What you study at cooking school and practical experiences
The project’s study plan, since its inception, has been developed with the scientific and strategic contribution of the professor Riccardo Valentini, professor of ecologyUniversity of Tuscia, Nobel Peace Prize winner with IPCC, member ofadvisory board of the Barilla Foundation, which contributed to integrating solid attention to environmental issues and responsibility along the entire food supply chain into the process.
Coordinated by chef Alberto Gipponi (one of the chefs who is redesigning the paradigms of contemporary Italian cuisine), they also participated in masterclasses with professionals coming from all over Italy and to teaching experiences at some of the sector’s top companies, including the Milanese ice cream laboratory of Ciacco and the trattoria, a reference point for the Emilian tradition, I Due Platani in Parma, directly dealing with different approaches, techniques and professional models.

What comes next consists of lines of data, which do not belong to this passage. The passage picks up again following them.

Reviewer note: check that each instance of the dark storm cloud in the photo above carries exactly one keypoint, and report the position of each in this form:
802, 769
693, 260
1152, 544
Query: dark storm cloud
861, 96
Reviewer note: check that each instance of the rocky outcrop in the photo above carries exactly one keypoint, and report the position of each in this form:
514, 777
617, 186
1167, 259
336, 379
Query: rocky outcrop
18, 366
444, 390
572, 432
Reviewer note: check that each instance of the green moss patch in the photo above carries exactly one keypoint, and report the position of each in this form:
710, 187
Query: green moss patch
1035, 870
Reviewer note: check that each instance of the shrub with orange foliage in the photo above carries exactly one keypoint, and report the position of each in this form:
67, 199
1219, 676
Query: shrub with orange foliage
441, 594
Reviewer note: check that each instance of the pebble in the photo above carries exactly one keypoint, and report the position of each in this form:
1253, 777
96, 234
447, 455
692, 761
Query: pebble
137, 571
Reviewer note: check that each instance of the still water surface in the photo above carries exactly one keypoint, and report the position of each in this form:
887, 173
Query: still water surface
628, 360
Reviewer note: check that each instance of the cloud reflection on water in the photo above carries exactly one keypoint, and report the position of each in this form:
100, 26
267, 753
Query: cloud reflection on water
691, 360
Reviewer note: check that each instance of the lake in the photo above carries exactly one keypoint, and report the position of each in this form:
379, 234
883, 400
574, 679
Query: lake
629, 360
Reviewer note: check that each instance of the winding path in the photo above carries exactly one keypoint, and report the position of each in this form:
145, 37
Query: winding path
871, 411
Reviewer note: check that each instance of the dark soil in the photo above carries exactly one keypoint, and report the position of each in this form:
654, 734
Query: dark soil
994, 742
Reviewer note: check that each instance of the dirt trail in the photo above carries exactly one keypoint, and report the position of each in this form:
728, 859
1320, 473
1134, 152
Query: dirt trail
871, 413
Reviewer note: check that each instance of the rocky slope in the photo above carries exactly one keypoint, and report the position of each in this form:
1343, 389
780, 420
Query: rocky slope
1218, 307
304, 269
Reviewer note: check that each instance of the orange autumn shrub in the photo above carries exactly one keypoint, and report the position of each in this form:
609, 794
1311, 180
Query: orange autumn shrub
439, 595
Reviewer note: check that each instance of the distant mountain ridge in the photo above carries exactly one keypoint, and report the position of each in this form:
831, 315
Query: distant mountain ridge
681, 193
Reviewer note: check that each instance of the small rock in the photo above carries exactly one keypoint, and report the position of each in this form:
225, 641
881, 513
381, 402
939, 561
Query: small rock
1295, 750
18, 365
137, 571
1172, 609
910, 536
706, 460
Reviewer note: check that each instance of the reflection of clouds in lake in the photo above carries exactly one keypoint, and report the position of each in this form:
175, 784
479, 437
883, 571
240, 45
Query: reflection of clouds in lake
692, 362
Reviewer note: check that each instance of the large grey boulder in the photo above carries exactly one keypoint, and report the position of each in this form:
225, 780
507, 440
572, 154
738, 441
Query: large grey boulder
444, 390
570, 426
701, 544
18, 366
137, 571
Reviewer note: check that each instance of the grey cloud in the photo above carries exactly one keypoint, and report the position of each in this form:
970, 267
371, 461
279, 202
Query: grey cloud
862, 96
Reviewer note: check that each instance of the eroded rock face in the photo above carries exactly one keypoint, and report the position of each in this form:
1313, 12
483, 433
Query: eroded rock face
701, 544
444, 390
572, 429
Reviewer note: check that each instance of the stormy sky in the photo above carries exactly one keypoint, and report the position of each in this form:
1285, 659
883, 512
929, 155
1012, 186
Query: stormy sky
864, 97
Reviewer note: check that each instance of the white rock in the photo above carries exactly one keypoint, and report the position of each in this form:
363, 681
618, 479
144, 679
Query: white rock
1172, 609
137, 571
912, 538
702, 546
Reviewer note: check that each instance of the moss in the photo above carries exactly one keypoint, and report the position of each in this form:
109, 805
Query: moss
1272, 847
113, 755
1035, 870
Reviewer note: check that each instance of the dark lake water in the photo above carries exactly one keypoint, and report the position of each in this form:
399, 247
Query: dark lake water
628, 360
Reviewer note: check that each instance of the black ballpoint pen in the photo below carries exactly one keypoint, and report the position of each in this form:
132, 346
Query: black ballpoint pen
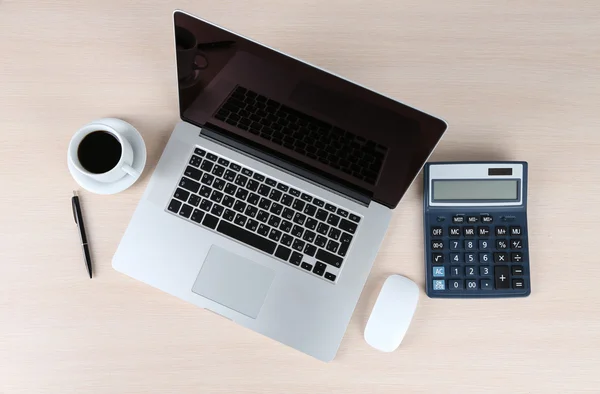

«In these eight weeks, students have experienced a training course organized in a campus model, which includes room and board, in Parma, with lessons on technique, food culture and field experiences», adds the chef Alberto Gipponi, educational director of the School. «Theoretical lessons, combined with field experiences to work on understanding food systems, environmental impact and the link between cuisine and territory. The masterclasses, educational visits and discussions with professionals from all over Italy allowed the boys and girls to broaden their perspective on the profession. Today, the internship represents the moment in which all this wealth of knowledge is compared with the reality of work.”